本作『きのう、きょう、あした』は、そんな命のタイムリミットが可視化された世界が舞台の物語です。
人間の頭上に表示される、時間・分・秒。それは、その人の命の残り時間。生まれた瞬間にカウントダウンがはじまり、ゼロになったら死ぬ。親は生まれてすぐに、その子が100歳超えても生きるのか、10代で亡くなってしまうのかわかるし、本人も物心つけば自分の寿命を知る、少し残酷な世界。
どうやったってカウントダウンを止めたり遅らせることは出来ないため、人々はその不条理さを自然と受け入れながら生きている……。
物語は、そんな世界に生きる4組を1話完結形式で描いていきます。余命一週間の転校生と仲良くなる男の子。若くして死ぬ予定の幼馴染を苦しませずに殺そうとする研究者。カウントの数字が7並びになって縁起が良いとナンパされる女性。祖母との別れに直面し落ち込む兄妹……。置かれた状況、関係は様々。
描かれるのは恋物語であったり、家族愛であったり、もっと特別な関係性であったりと様々なのですが、そのどれもが言いようのないじんわりと心に届くような読後感を与え、気持ちを無防備にしていると思わず泣かされてしまいそうになります。危ない危ない。元々如月園先生は心掴む物語を描く漫画家さんだったのですが、本作はこれまでに感じたことのない感覚があるというか。

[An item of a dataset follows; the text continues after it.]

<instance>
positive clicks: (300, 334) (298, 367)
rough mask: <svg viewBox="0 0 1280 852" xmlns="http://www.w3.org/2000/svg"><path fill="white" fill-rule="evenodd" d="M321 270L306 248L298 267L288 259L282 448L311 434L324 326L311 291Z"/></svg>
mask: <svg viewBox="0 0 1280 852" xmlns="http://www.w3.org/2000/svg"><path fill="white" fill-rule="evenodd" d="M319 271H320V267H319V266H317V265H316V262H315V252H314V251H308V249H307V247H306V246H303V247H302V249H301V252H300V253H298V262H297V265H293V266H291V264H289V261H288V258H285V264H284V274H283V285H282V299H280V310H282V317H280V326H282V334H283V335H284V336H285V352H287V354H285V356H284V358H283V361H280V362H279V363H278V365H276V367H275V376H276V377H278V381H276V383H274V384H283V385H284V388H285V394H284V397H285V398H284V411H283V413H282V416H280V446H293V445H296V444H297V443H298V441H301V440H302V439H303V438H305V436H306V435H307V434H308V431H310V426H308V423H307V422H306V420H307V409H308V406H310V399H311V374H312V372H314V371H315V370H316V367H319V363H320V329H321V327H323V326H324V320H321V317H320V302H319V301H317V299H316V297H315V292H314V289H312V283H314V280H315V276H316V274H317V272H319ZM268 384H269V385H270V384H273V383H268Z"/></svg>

それぞれのお話で共通しているのは、そのどれもが、残される側からの視点で描かれているということ。そりゃあそうだ。だっていま生きている私達は、全員残された側なのだから、共感できるに決まってる。
いや、でもそんな安易な視点選択ひとつでこんなに心の深いところまで浸潤してくる物語になるかというと、そうではないでしょう。

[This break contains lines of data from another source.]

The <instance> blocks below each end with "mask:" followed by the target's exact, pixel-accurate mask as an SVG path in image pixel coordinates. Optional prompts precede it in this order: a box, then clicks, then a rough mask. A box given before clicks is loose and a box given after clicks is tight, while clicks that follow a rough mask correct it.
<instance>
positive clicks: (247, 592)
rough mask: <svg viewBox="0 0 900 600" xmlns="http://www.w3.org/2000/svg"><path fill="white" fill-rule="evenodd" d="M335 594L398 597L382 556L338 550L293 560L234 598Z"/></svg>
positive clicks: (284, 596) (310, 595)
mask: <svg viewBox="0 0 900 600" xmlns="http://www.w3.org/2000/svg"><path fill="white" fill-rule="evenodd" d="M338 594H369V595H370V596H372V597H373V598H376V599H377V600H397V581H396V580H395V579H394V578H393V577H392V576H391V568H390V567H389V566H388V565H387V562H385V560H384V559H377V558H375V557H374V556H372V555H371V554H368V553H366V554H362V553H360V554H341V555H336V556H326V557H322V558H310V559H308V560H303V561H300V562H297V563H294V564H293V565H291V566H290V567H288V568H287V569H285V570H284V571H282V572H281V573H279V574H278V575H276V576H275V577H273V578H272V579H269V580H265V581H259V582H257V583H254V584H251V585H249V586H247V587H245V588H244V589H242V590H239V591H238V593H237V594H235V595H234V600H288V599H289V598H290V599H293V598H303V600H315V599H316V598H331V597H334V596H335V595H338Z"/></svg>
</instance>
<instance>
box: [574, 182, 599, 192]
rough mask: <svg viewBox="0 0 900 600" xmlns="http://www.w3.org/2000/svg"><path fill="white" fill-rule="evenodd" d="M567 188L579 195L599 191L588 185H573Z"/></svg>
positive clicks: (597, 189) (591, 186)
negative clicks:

ここでふと帯に目をやると、『アオハライド』『思い、思われ、ふり、ふられ』の咲坂伊緒先生が「如月さんの描くお話は圧倒的に優しくて…」と書いてあることに気づきます。
うん、如月園先生の描く物語は、ずっと前から優しくて優しくて優しくて……とにかく優しかった。今回も悪意に満ちた人物は一切登場しない、優しい世界が変わらず描かれているし、これまでもそうやって感動してきた。でも今作は、それだけじゃないんだよなぁ…。なにか違うとしたら、それは”死”だ。
如月園作品の根底に流れる優しさに、抗うことの出来ない死に対する諦めによる儚さと、残される側の悲しみが混ざり合って、これまでとはまたテイストの異なる感動が生まれている。それに咲坂伊緒先生は泣かされて(いるのかはわからんけど)、自分もまた泣かされそうになったわけだ。
ここまで色々と書いてきて、読み切り形式だから大したネタバレも出来ずストーリーに踏み込めないし、自分の伝える力の無さに改めて愕然としているんですが、とにかくこの作品、もっと多くの人に読んでもらいたい。
個人的には上半期でも上位の良さで、自分の力で余すところなくそれを伝えたかったんですが、力不足でした。私が勧めたところで全国で2人ぐらいしか「読んでみよ」って思わないかもしれないですが、咲坂先生も激賞してるから。だから信じて。私のことは信じなくてもいいから、咲坂先生を信じて、そして読んでみて。『きのう、きょう、あした』、おすすめです。